Das prominenteste bekannte Beispiel ist Vera Lengsfeld (damals Wollenberger). Aber, soweit ich informiert bin, führten sie eine ganz normale Ehe und hatten auch Kinder. Ich denke, ein Ehepartner hat sich wohl dann zum Spitzel anwerben lassen, wenn es in der Ehe kriselte oder die politischen Ansichten nicht mehr übereinstimmten. Die Stasi hat auch versucht, IMs mit tatsächlichem oder erfundenem Fremdgehen des Ehepartners oder Freundes/der Freundin anzuwerben. Wenn sich ein Paar nicht hundertprozentig vertraute und sicher war, konnte es durchaus sein, dass der angesprochene Partner dann aus Eifersucht mit der Stasi zusammenarbeitete.
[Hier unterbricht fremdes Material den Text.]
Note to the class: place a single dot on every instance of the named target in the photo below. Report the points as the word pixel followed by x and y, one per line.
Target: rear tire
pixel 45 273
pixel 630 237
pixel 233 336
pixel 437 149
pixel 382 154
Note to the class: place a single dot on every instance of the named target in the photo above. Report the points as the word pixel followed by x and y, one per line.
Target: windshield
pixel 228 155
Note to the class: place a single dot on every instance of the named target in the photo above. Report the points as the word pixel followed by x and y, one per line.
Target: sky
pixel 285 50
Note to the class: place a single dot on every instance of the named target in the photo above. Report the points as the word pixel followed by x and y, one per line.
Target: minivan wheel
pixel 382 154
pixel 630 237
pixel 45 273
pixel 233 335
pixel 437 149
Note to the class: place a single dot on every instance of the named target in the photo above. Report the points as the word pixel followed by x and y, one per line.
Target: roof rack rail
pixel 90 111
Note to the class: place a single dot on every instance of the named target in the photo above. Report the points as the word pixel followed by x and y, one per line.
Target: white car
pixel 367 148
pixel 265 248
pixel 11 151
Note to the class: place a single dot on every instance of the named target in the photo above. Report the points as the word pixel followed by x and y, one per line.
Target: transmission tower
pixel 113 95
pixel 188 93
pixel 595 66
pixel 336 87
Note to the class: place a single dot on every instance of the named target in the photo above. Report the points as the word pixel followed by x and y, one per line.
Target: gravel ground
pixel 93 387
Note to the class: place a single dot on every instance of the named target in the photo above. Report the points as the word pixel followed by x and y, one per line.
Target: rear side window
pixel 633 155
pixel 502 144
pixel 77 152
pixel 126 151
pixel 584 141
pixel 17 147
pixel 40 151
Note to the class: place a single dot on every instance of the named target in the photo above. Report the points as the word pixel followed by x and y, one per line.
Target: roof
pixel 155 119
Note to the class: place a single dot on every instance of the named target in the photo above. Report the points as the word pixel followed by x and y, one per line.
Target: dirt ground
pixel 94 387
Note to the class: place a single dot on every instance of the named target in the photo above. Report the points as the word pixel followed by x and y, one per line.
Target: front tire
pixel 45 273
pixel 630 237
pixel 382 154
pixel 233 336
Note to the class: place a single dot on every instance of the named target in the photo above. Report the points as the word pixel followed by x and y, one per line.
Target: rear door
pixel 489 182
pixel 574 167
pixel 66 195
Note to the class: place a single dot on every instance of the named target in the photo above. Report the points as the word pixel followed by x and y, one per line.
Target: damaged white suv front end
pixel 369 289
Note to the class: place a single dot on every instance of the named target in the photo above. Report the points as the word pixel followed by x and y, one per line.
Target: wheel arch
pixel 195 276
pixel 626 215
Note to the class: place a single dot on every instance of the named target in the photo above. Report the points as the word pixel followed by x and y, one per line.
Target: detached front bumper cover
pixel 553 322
Die "Romeos" dagegen, die sich an Sekretärinnen höhergestellter Personen im Westen heranmachten, um an Informationen zu kommen, täuschten die Liebe nur vor.


iqKleinerDrache 
Fragesteller
 29.11.2020, 10:16

und normal doch die Ehepartner auch .... meine Vermutung ging eben sogar soweit, dass diese Ehepartner bereits vor der Eheschließung mit der Stasi zusamenarbeiteten und diese sie evtl. nur dann darauf angesetzt hat, Die Liebe quasi ohne der Stasi-Vorarbeit gar nicht zustande gekommen wäre. Immerhin wurden ja nicht wahllos Ehen bespitzelt, sondern nur solche bei denen die Stasi wegen des Verhaltens einer Person schon vor der Eheschließung ein Bespitzelungsinteresse hatte.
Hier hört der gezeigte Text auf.